O ministro do Supremo Tribunal Federal (STF), Alexandre de Moraes, concedeu liberdade provisória ao ex-ministro do Turismo Gilson Machado, na noite desta sexta-feira (13). Ele havia sido preso pela manhã, suspeito de tentar auxiliar o tenente-coronel Mauro Cid na obtenção de um passaporte português, o que poderia viabilizar sua fuga do país. Machado nega qualquer tentativa de interferência para beneficiar Cid.
Na decisão, Moraes afirmou que a prisão preventiva não se justifica mais, uma vez que diligências já foram realizadas, como buscas e apreensão de dois celulares do ex-ministro. A Procuradoria-Geral da República (PGR) também se manifestou a favor da substituição da prisão por medidas cautelares.
Entre as restrições impostas, Gilson Machado deverá:
• Apresentar-se quinzenalmente à Justiça na sua comarca;
• Permanecer na comarca de origem;
• Ter o passaporte cancelado e ficar impedido de solicitar novo documento;
• Ser proibido de deixar o país, com anotação do impedimento migratório pela Polícia Federal;
• Não manter contato com os demais investigados da PET 12.100-DF, por qualquer meio.
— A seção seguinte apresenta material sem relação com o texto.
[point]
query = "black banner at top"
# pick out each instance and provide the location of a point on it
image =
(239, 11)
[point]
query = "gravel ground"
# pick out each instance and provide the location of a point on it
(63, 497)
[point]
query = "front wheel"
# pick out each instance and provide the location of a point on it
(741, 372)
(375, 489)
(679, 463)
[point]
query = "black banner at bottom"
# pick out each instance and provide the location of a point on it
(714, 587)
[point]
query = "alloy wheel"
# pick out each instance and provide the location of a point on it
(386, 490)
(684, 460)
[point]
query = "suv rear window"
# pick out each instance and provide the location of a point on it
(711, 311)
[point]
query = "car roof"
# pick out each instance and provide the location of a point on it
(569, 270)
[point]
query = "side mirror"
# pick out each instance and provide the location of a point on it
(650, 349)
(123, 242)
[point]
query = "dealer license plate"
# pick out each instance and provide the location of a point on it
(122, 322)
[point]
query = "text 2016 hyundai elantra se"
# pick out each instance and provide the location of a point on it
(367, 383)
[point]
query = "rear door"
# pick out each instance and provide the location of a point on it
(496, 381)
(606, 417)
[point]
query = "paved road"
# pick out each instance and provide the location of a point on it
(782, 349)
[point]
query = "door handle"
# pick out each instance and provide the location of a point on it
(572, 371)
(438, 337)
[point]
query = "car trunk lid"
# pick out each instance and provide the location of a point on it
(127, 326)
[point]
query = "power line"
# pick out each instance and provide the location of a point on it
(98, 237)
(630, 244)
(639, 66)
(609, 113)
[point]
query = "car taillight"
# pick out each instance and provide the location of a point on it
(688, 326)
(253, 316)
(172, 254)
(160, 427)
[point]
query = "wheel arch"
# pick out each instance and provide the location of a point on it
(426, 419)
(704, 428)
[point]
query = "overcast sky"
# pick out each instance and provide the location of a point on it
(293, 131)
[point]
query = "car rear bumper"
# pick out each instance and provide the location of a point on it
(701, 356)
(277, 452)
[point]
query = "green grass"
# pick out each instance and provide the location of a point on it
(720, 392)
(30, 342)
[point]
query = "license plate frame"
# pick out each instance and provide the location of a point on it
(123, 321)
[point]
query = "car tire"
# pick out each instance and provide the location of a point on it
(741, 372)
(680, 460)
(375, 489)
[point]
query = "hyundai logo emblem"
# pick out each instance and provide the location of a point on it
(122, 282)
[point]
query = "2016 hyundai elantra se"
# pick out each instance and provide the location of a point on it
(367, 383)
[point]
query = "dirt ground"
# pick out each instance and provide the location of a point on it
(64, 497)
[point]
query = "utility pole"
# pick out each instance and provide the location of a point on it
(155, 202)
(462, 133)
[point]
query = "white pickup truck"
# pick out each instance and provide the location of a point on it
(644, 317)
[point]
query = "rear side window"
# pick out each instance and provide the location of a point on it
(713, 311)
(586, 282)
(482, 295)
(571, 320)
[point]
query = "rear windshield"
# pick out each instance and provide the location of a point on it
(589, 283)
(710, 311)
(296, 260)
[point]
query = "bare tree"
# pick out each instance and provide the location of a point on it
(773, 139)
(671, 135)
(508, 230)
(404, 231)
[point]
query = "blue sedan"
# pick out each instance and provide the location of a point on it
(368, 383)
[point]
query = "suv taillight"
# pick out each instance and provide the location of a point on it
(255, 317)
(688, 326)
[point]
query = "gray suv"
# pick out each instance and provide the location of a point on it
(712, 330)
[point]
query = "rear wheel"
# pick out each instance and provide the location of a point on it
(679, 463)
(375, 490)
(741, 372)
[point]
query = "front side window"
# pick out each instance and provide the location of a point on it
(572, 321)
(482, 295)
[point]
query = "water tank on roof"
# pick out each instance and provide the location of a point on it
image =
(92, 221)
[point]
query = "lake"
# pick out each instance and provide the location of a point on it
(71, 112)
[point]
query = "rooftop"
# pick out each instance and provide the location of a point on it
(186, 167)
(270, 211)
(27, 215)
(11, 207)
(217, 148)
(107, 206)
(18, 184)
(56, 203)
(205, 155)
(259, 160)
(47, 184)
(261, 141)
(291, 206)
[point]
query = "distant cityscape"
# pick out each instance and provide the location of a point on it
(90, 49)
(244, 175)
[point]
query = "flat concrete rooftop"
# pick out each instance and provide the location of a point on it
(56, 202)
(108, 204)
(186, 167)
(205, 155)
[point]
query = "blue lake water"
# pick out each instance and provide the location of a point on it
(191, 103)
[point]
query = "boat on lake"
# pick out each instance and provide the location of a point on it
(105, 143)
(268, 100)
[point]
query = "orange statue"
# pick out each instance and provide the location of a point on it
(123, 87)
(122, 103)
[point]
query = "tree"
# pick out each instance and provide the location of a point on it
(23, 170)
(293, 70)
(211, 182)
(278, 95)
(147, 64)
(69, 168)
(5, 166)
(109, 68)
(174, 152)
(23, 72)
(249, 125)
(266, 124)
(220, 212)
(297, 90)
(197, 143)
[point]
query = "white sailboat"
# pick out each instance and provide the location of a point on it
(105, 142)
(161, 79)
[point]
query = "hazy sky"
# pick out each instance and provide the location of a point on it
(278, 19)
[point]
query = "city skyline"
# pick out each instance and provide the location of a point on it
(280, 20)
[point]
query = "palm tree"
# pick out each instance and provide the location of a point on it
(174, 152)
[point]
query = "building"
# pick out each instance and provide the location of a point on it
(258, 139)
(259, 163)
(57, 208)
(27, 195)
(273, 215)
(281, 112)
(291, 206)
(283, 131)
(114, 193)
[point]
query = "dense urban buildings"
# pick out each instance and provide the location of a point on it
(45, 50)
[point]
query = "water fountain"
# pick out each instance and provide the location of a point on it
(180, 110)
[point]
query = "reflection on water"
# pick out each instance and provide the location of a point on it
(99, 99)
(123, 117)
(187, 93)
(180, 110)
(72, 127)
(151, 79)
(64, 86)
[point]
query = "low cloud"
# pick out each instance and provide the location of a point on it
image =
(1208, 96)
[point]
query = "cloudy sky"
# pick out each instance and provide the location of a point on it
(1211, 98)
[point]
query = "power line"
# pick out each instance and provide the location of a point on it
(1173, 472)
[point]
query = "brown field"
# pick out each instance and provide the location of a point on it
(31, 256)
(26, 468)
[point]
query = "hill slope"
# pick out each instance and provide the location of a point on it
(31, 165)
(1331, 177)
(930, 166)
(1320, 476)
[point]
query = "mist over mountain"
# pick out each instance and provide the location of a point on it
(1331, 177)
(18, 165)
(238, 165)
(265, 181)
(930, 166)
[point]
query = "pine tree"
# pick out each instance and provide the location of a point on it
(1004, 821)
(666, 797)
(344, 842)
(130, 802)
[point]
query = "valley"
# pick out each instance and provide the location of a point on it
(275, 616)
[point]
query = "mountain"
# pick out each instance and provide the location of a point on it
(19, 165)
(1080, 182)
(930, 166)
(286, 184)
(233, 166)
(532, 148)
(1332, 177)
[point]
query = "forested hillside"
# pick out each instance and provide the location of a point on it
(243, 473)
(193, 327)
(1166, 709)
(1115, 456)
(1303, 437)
Moraes alertou ainda que o descumprimento de qualquer medida poderá levar à decretação de nova prisão.
Em depoimento ao STF, Gilson Machado negou envolvimento com qualquer tentativa de emissão de passaporte para Mauro Cid, afirmando não ter contato com o ex-ajudante de ordens de Jair Bolsonaro desde 2022. Segundo ele, a solicitação feita ao Consulado de Portugal, em Recife, foi apenas para obter um passaporte para seu pai, de 85 anos.